Azamat-Yurt (, ) is a rural locality (a selo) in Gudermessky District, Chechnya.

Administrative and municipal status 
Municipally, Azamat-Yurt is incorporated as Azamat-Yurtovskoye rural settlement. It is the administrative center of the municipality and is the only settlement included in it.

Geography 

Azamat-Yurt is located on the right bank of the Terek River. It is  north-east of the city of Gudermes and  north-east of the city of Grozny.

The nearest settlements to Azamat-Yurt are Paraboch in the north, Kharkovskoye and Pervomayskoye in the north-east, Engel-Yurt, Kadi-Yurt and Sovetskoye in the south-east, Komsomolskoye in the south-west, and Khangish-Yurt in the west.

Name 
The name of the village comes from two words: Azamat, the name of the founder, and yurt, a Chechen word for a village.

History 
Azamat-Yurt was founded in 1859.

In 1944, after the genocide and deportation of the Chechen and Ingush people and the Chechen-Ingush ASSR was abolished, the village of Azamat-Yurt was renamed, and settled by people from the neighbouring republic of Dagestan. From 1944 to 1957, it was a part of the Dagestan ASSR.

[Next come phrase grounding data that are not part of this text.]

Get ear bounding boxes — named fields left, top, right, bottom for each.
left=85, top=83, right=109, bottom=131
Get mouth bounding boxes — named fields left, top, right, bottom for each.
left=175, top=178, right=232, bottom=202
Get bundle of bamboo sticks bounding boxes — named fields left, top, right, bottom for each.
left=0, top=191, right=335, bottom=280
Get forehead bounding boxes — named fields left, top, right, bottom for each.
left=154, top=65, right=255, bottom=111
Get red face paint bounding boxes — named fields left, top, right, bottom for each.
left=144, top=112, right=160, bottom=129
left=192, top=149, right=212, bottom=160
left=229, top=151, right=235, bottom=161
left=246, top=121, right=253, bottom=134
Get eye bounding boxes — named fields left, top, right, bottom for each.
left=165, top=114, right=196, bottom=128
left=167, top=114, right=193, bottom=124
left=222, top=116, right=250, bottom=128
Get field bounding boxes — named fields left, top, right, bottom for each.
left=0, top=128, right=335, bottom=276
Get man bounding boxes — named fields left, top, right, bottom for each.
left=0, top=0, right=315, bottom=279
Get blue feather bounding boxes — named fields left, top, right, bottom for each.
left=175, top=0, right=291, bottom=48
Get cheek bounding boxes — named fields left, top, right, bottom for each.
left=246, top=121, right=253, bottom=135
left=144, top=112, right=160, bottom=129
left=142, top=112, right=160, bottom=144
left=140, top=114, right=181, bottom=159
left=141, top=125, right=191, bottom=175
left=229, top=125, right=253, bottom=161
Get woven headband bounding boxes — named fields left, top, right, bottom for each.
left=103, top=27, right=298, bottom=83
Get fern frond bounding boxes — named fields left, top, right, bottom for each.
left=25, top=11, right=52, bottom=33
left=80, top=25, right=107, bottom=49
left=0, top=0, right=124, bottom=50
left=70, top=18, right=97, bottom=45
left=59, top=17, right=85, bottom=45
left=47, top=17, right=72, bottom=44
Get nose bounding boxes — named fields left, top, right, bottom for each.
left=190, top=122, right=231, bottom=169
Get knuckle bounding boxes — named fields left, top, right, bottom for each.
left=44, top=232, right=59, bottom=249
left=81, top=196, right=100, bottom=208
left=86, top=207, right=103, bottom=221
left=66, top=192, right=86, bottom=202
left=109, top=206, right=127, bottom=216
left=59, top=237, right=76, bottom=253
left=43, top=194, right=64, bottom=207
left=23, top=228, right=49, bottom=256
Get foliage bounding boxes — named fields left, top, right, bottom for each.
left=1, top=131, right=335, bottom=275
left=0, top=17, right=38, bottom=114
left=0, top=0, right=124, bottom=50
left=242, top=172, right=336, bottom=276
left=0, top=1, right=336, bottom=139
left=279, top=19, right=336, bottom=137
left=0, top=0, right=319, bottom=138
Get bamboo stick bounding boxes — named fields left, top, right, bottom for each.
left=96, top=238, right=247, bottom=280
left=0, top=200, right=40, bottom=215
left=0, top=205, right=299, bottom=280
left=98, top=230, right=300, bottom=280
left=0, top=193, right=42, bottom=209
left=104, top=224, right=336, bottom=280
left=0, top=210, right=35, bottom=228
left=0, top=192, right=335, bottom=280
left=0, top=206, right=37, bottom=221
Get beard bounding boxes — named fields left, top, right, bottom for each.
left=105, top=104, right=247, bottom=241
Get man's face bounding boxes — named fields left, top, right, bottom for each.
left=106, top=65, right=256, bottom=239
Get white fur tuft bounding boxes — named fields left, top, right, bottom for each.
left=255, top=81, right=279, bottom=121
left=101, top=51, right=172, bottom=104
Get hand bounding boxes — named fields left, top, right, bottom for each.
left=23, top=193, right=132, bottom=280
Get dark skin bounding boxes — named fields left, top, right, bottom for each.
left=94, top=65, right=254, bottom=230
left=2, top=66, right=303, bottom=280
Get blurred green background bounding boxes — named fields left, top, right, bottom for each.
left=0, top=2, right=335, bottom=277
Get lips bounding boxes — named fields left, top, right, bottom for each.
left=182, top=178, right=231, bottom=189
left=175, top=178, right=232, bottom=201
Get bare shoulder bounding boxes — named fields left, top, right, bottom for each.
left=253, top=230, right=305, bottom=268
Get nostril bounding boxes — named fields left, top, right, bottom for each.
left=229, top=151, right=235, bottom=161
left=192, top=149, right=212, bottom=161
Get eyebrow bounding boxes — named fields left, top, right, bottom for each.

In 1957, when the Vaynakh people returned and the Chechen-Ingush ASSR was restored, the village regained its old name, Azamat-Yurt.

Population 
 1990 Census: 923
 2002 Census: 1,226
 2010 Census: 1,500
 2019 estimate: 1,941

According to the results of the 2010 Census, the majority of residents of Azamat-Yurt were ethnic Chechens.

Teips 
Members of mainly the following teips live in Azamat-Yurt:

 Aitkhalloy,
 Shonoy,
 Shirdoy,
 Tsontoroy.

Education 
Azamat-Yurt hosts one secondary school.